Wednesday, August 27, 2014


SINACCORD                                                                            
 
August 27, 2014
 Williams College Class of ‘65 Bio for Torrey Orton

 
I am leading a life I have mostly chosen, missing some things on the way that being less devoted to choosing would have given me. Much of it has been composed of things I never thought of, nor knew of, at Williams - living in Melbourne (40yrs), Beijing (2yrs), Shanghai (1.5yrs) and Paris (1.5yrs) for starters. Some has been planned, like becoming a psychotherapist and organisation consultant in my 50’s. As a result of meeting Jane by chance on a smoggy July, 1970 NYC afternoon, I started learning deeply that there are other worlds than the American one(s), whence an eventual change of citizenship honouring the Melbourne home of my life.

 

Much of this life has been an exploration of different worlds, inner and outer, with a helping professions orientation which was emerging at Williams and confirmed in 5 years of HS teaching, and alternative school and commune building, in New Haven, moderated by 2 years of a Yale philosophy Masters over 1965-72. In the following 40 years I only once slipped outside the helping life to run a bank IT systems project 1989-91 – but even then it was an HR system help desk.

 

The bank was merged-over by a neighbour and I got an unexpected redundancy package jump start into consulting in 1991, which was where I meant to go next anyway. My consulting has always had an organisational focus and in intercultural flavour, with a personal development infrastructure (I started a small psychotherapy practice in tandem with consulting having gained licensing in 6 years of night school 1985-91). This combination produced my second biggest adult learning experience – partnering and coaching a Chinese partner in a start-up in Shanghai from 1998 til 2008. The third was living in Beijing in 1981-83. The fourth is a toss-up between fulltime therapist and part-time blogger for the last 5 years...taking both seriously, but not enough to step up or out a quantum jump. Aikido weapons work has been a background discipline for 10 years.

 

Jane has been accompanying me and being accompanied by me since that July afternoon in International House at Columbia Univ. The commitment to things Chinese has always been her lead. My following there has acquired its own momentum and valences, while adding my therapeutic and organisational tones to her linguistic ones. She stepped into the retiring time of life 5 years ago by launching a career-topping innovation in Chinese language teacher education, with about every complexity I can think of!

 

My first biggest learning will probably be what emerges from here on. One theme is rehabilitation of public life, which I have blogged for five years with special interest in ethics and public discourses about difficult issues – climate, science, thinking while in danger. Two mornings a week I have been a pro-choice witness to anti-abortionist harassment of patients at a local clinic for the last 3 years.
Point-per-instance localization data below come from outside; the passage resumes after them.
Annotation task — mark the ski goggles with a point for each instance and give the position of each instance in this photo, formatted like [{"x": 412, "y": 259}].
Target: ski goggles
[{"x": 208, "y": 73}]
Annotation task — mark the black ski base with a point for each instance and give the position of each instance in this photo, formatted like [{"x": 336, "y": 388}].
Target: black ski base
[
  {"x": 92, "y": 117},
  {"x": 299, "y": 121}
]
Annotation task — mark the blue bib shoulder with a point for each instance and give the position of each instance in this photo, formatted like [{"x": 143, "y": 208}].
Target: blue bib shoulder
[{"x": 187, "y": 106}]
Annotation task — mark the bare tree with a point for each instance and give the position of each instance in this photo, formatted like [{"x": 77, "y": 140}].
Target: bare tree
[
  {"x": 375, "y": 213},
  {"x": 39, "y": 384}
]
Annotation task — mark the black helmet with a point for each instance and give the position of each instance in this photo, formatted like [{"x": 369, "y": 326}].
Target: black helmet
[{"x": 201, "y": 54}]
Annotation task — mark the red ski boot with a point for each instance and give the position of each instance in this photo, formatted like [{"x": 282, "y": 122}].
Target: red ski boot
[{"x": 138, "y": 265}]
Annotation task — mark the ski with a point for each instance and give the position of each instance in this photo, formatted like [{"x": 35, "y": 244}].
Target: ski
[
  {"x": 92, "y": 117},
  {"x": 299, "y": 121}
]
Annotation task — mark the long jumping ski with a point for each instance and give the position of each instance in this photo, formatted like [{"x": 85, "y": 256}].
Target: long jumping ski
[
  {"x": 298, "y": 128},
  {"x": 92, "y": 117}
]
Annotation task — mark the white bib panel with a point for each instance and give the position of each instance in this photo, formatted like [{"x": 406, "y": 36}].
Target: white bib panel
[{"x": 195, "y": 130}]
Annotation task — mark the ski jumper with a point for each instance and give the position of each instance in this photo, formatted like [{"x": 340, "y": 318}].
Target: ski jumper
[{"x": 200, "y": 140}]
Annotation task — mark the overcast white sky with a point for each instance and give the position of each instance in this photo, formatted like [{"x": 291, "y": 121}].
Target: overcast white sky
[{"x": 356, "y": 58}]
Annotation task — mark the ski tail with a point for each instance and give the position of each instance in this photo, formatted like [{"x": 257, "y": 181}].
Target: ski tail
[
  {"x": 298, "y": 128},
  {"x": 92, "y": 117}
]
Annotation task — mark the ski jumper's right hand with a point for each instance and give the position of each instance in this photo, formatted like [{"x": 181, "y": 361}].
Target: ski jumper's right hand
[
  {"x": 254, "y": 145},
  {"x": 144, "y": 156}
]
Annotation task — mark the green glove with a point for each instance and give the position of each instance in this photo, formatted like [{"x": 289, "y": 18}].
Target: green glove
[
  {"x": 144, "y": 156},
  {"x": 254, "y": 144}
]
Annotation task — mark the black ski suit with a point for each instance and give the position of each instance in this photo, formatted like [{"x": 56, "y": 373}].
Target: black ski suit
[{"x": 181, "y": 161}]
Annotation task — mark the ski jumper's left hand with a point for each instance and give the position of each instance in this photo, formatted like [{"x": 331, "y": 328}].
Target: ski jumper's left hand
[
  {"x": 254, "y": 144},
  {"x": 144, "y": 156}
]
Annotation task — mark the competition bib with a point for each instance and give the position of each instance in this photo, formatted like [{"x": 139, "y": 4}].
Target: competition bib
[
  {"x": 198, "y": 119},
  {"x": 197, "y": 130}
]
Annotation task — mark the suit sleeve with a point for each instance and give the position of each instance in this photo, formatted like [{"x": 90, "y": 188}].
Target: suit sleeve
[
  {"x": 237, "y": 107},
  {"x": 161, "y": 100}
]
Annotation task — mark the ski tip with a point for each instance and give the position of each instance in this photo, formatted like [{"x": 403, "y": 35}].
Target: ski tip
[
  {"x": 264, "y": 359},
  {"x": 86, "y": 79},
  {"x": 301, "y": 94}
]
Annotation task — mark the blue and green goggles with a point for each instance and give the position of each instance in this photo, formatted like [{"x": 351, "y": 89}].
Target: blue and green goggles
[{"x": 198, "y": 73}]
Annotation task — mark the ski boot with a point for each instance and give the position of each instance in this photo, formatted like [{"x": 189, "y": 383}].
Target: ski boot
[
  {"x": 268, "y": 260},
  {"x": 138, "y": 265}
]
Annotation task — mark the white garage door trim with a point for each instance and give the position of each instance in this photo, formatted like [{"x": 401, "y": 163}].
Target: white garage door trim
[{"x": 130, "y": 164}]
It would be simpler if I could give up worrying about the world; I cannot.

 

The great unknown is resilience. I was reminded in January ’11 that I’m as prone as any to surprise attacks – that time acute pancreatitis and a year later a gangrenous gall bladder. 12 years ago a slow heart beat dropped me in a street. The beat has been picked up by a pacemaker since then. Along the way I enjoy more aspects of life than ever – many only accessible through the portals of age!